In the case of a group health plan that imposes any prior authorization requirement with respect to an item or service furnished under such plan during a plan year beginning on or after January 1, 2027, such plan shall, at a time and in a manner specified by the Secretary, submit to the Secretary and make available on a public website of the plan the following information:

(1) A list of all items and services that were subject to a prior authorization requirement under the plan during such plan year.

(2) The percentage and number of prior authorization requests approved during such plan year by the plan in an initial determination and the percentage and number of prior authorization requests denied during such plan year by such plan in an initial determination (both in the aggregate and categorized by each item and service).

(3) The percentage and number of prior authorization requests that were denied during such plan year by the plan in an initial determination and that were subsequently appealed.
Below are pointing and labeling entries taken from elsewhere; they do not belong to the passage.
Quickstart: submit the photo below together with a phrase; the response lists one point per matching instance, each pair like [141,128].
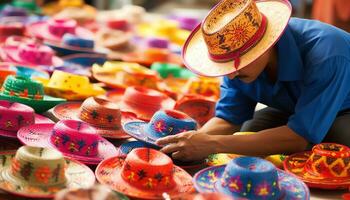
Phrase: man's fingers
[171,148]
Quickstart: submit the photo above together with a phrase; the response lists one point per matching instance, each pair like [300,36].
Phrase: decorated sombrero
[250,178]
[106,117]
[75,139]
[34,172]
[14,116]
[26,91]
[125,74]
[145,102]
[234,34]
[200,108]
[327,166]
[144,173]
[72,44]
[25,51]
[71,86]
[162,124]
[54,29]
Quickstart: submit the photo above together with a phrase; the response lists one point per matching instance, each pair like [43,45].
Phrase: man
[303,79]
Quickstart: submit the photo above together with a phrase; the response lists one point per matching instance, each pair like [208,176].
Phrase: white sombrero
[234,34]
(4) The percentage and number of resolved appeals of such requests that resulted in approval of the furnishing of the item or service that was the subject of such request, categorized by each item and service and categorized by each level of appeal (including judicial review).
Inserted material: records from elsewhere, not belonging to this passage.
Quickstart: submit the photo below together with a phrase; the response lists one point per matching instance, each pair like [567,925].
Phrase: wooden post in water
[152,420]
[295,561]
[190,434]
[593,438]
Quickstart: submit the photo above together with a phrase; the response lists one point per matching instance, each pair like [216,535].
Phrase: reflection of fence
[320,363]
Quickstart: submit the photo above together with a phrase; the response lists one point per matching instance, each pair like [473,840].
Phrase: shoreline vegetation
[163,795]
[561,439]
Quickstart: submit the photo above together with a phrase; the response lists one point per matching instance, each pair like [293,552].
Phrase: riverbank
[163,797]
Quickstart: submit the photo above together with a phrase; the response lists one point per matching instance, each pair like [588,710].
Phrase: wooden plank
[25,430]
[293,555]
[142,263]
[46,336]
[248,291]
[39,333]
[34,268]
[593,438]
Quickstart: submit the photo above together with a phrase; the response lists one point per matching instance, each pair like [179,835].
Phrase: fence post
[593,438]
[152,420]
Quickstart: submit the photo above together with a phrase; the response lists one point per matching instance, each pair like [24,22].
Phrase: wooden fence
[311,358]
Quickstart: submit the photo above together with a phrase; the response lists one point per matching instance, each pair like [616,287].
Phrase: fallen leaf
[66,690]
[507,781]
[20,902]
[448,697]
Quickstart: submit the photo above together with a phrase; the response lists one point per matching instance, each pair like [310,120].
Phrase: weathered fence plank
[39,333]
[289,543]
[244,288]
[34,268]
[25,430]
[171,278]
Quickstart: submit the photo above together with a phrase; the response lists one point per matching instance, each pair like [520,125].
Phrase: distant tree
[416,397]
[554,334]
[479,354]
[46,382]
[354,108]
(5) The average and the median amount of time (in hours) that elapsed during such plan year between the submission of a prior authorization request to the plan and a determination by the plan with respect to such request for each such item and service, excluding any such requests that were not submitted with the medical or other documentation required to be submitted by the plan.

(6) The percentage and number of prior authorization requests that were denied, and the percentage and number of prior authorization requests that were approved, by the plan during such plan year solely through the utilization of decision support technology, artificial intelligence technology, machine-learning technology, clinical decision-making technology, or any other technology specified by the Secretary.

(7) A disclosure and description of any technology described in paragraph (6) that the plan utilized during such plan year in making determinations with respect to prior authorization requests.

(b) Manner of publication

Information submitted and published by a group health plan under subsection (a) shall be so published on a group health plan level and shall in addition, if determined appropriate by the Secretary, be so submitted and published in the aggregate in such manner as specified by the Secretary (such as across all group health plans of the sponsor of such plan that are offered within the same insurance market (as specified in subclause (I), (II), (III), or (IV) of section 9816(a)(3)(E)(iv))).

(2) Clerical amendment

The table of sections for subchapter B of chapter 100 of the Internal Revenue Code of 1986 is amended by adding at the end the following new item:

Section 3. Promoting comparability of qualified health plans offered through an Exchange

Section 1311(d)(4)(C) of the Patient Protection and Affordable Care Act (42 U.S.C. 18031(d)(4)(C)) is amended—

(1) by striking website through which and inserting the following: website—

(i) through which;

(2) in clause (i), as so inserted, by striking the semicolon and inserting; and; and

(3) by adding at the end the following new clause:

(ii) that includes, as part of such comparative information for enrollments for plan years beginning on or after January 1, 2029, in the case a qualified health plan offered through such Exchange for such plan year was offered through such Exchange for a previous plan year, the most recent information submitted to such Exchange with respect to such plan by the health insurance issuer of such plan under section 2799A–12 of the Public Health Service Act;.